Hingga sampai di muka pintu rumah khalifah Umar, pria itu ragu berdiri di depan pintu menunggu Umar keluar sebab ia mendengar istri Umar bersuara keras pada suaminya dan membantahnya sedangkan Umar diam tidak membalas ucapan istrinya.
Pria itu lalu berbalik hendak pergi, sambil berkata, "Jika begini keadaan Umar dengan sifat keras dan tegasnya dan ia seorang amirul mukminin, maka bagaimana dengan keadaanku ?".
Umar keluar dan ia melihat orang itu hendak berbalik dan pergi dari pintu rumahnya seraya memanggil pria itu dan berkata, "Apa keperluanmu wahai pria?"
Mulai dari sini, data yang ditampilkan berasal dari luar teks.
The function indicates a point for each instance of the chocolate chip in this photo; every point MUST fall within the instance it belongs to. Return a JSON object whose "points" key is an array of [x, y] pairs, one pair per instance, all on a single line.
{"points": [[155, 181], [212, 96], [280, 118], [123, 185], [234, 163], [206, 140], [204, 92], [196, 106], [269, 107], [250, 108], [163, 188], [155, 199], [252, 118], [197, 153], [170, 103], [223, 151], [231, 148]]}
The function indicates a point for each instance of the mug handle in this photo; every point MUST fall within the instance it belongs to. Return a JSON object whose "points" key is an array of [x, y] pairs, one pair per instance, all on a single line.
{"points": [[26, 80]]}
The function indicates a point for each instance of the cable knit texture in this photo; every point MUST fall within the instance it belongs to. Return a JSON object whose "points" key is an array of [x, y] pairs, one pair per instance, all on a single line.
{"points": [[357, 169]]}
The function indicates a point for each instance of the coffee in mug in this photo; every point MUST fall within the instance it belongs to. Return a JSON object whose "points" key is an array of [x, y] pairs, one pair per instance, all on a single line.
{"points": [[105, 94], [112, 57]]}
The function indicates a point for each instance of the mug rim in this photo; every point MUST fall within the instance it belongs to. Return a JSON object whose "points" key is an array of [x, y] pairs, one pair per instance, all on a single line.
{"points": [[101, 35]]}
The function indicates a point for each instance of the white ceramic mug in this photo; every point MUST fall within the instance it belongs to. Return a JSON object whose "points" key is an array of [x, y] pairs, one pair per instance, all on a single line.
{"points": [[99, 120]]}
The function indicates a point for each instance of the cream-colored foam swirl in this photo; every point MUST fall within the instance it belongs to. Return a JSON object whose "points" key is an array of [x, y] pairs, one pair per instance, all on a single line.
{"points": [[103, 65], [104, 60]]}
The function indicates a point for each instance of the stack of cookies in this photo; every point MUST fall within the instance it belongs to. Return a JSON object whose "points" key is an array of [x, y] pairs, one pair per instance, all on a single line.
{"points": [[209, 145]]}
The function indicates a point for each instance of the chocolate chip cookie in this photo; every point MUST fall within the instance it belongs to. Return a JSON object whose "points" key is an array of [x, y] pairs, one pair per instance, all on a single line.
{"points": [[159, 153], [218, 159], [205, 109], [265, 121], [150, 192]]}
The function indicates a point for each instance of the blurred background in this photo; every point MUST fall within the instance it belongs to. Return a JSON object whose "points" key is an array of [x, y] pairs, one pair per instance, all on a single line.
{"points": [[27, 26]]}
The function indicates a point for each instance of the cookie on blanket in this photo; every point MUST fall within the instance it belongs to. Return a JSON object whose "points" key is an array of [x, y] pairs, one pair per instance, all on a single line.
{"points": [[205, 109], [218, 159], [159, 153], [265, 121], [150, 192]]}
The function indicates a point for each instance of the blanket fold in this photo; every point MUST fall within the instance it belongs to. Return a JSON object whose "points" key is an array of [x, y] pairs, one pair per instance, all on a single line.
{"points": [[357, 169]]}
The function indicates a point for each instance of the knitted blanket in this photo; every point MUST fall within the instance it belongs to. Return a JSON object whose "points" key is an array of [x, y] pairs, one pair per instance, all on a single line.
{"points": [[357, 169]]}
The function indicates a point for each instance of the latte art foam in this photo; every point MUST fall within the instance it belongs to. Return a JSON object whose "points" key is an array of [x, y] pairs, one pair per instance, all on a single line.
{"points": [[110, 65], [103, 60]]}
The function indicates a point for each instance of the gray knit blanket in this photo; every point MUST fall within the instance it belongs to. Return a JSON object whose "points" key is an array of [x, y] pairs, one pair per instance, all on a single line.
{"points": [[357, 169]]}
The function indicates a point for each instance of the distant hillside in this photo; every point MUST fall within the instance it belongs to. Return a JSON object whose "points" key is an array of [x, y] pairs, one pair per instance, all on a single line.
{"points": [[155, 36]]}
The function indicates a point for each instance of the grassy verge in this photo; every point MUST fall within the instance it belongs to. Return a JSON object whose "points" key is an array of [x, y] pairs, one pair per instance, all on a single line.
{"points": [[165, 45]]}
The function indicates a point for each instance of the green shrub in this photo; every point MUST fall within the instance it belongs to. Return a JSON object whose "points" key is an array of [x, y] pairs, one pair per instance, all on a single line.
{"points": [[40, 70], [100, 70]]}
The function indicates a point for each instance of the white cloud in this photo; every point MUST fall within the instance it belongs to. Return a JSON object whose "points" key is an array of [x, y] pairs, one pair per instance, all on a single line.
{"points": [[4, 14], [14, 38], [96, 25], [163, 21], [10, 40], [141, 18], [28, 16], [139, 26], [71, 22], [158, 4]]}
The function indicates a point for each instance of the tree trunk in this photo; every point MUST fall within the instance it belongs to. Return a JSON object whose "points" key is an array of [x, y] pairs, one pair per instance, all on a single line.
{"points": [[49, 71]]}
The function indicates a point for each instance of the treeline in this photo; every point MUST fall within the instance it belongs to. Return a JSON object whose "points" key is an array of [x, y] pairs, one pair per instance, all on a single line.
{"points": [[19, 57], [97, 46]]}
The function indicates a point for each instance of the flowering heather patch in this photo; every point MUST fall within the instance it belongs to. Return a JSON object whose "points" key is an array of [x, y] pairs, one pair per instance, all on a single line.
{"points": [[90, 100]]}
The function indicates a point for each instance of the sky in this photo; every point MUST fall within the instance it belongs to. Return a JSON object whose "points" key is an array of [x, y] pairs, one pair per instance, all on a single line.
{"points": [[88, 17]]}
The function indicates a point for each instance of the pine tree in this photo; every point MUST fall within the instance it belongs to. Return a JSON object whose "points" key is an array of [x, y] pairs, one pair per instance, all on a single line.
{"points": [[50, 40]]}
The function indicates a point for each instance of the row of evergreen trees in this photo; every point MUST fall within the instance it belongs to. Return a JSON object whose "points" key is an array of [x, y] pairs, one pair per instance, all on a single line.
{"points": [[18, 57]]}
"Wahai Amirul Mukminin, semula aku datang hendak mengadukan kejelekan akhlak istriku dan sikapnya yang membantahku. Lalu aku mendengar istrimu berbuat demikian, maka aku pun kembali sambil berkata, "Jika demikian keadaan amirul mukminin bersama istrinya, maka bagaimana dengan keadaanku ?"
Mendengar keluhan pria itu atas dirinya dan apa yang dialaminya sendiri, Umar berkata, "Wahai saudaraku. Sesungguhnya aku bersabar atas sikapnya itu karena hak-haknya padaku.
Dia yang memasakkan makananku, yang membuatkan rotiku, yang mencucikan pakaianku, yang menyusui anak-anaku dan hatiku tenang dengannya dari perkara yang haram. Karena itu aku bersabar atas sikapnya".
Jawaban Umar membuat pria tercenung kemudian berkata : "Wahai Amirul Mukminin, demikian pula istriku".
”Karena itu, Bersabarlah atas sikapnya wahai saudaraku ..."
“Ya Allah jadikan akhlakku pada istriku kelak seperti akhlak Umar bin Khattab pada istrinya…”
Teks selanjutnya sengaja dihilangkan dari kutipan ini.